Se dominó, pero el perro, que había visto en seguida su cambio de humor, se le restregaba ya contra las piernas. Ish lo miró y el animal se escurrió, con un temor fingido o real, describió un círculo interrumpido por dos saltos de costado, se dejó caer otra vez con la cabeza entre las patas, y lanzó un corto ladrido ansioso que terminó en un gemido. Ish sonrió de nuevo, esta vez abiertamente, y el perro comprendió sin duda que había ganado la partida. Echó a correr otra vez, cambiando rápidamente de dirección, como si persiguiera un conejo. Al fin se arrojó osadamente a los pies de Ish, y alargó la cabeza como esperando una caricia y diciendo: «¿No estuve bien?» Ish comprendió y le puso la mano en la cabeza y le acarició el lustroso pelaje. El perro lanzó un pequeño gruñido de satisfacción, y movió con tanta fuerza la cola, que se le estremecieron las orejas. Puso los claros ojos en blanco. Era la imagen misma de la adoración. Unas arruguitas le cruzaban la frente. Un caso de amor a primera vista. Parecía que el perro dijera: «No hay otro hombre en el mundo para mí».

Ish confesó su derrota. Se agachó y acarició francamente al nuevo amigo. Bueno, pensó, quiéralo o no, tengo un perro. Es decir, el perro me tiene a mí.

Abrió la puerta de la camioneta y el perro saltó y se instaló en el asiento como si estuviese en su casa.

En un almacén, Ish encontró una caja de galletas para perro. Le dio una. El perro la aceptó sin demostrar cariño o agradecimiento. El hombre tenía el deber de alimentarlo, y toda muestra de gratitud era por lo tanto superflua. Ish notó entonces por primera vez que en realidad el animal no era un perro sino una perra. Bien, pensó, he hecho una verdadera conquista.

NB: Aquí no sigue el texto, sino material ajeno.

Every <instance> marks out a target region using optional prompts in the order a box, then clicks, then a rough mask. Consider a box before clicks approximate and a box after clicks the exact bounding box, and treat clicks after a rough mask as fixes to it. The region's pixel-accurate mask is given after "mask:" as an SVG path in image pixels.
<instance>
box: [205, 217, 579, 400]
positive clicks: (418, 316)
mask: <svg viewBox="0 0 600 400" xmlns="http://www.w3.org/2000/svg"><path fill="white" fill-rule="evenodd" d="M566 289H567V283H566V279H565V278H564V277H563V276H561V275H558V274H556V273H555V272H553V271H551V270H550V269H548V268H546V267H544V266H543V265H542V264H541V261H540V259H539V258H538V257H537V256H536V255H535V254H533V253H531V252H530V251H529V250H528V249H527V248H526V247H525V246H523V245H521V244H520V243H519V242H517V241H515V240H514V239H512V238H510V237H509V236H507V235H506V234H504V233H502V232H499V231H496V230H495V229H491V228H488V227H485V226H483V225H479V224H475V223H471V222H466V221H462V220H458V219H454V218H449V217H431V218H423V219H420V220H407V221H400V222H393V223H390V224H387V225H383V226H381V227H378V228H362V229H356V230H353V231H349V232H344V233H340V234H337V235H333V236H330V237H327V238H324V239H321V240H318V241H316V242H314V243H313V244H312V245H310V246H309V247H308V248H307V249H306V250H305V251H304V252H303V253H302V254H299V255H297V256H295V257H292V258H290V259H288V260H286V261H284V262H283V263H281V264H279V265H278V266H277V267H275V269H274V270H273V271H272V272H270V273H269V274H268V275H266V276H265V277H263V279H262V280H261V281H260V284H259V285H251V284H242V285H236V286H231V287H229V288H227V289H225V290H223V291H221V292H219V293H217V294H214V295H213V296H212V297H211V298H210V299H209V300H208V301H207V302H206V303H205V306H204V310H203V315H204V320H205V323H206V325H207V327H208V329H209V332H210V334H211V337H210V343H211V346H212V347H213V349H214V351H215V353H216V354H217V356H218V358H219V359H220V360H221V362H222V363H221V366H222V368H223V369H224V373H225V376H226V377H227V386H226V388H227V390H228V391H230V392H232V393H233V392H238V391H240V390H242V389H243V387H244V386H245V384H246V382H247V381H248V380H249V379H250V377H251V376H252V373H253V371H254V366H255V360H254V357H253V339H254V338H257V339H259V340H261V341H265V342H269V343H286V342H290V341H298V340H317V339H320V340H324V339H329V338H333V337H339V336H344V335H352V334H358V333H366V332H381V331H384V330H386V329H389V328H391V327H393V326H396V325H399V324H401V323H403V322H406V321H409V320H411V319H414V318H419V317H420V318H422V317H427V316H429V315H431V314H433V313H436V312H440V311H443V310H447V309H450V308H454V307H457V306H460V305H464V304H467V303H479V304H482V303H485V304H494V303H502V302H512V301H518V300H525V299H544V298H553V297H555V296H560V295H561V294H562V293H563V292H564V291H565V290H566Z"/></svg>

Volvió a su casa y recogió algunas cosas: trajes, un par de anteojos de campaña, libros. Se preguntó si necesitaría algo más. El viaje podía llevarlo a la otra orilla del continente. Al fin se encogió de hombros.

En la cartera tenía diecinueve dólares, en billetes de cinco y de uno. Era más que suficiente. Pensó en tirar la cartera, pero al fin la guardó. Estaba tan acostumbrado a llevarla en el bolsillo que sin ella se sentiría incómodo. El dinero no molestaba.

Sin muchas esperanzas, escribió una nota y la dejó bien a la vista en la sala. Si sus padres regresaban, sabrían que podían esperarlo, o dejarle un mensaje.

De pie junto al auto, echó una mirada de despedida a la avenida San Lupo. La calle estaba desierta. Las casas y los árboles no habían cambiado, pero notó otra vez en el césped y los jardines la falta de riego y cuidados. A pesar de las nieblas nocturnas, el seco verano californiano marchitaba las plantas.

Era media tarde. Pero Ish decidió partir en seguida. Deseaba alejarse y pasar la noche en otra ciudad.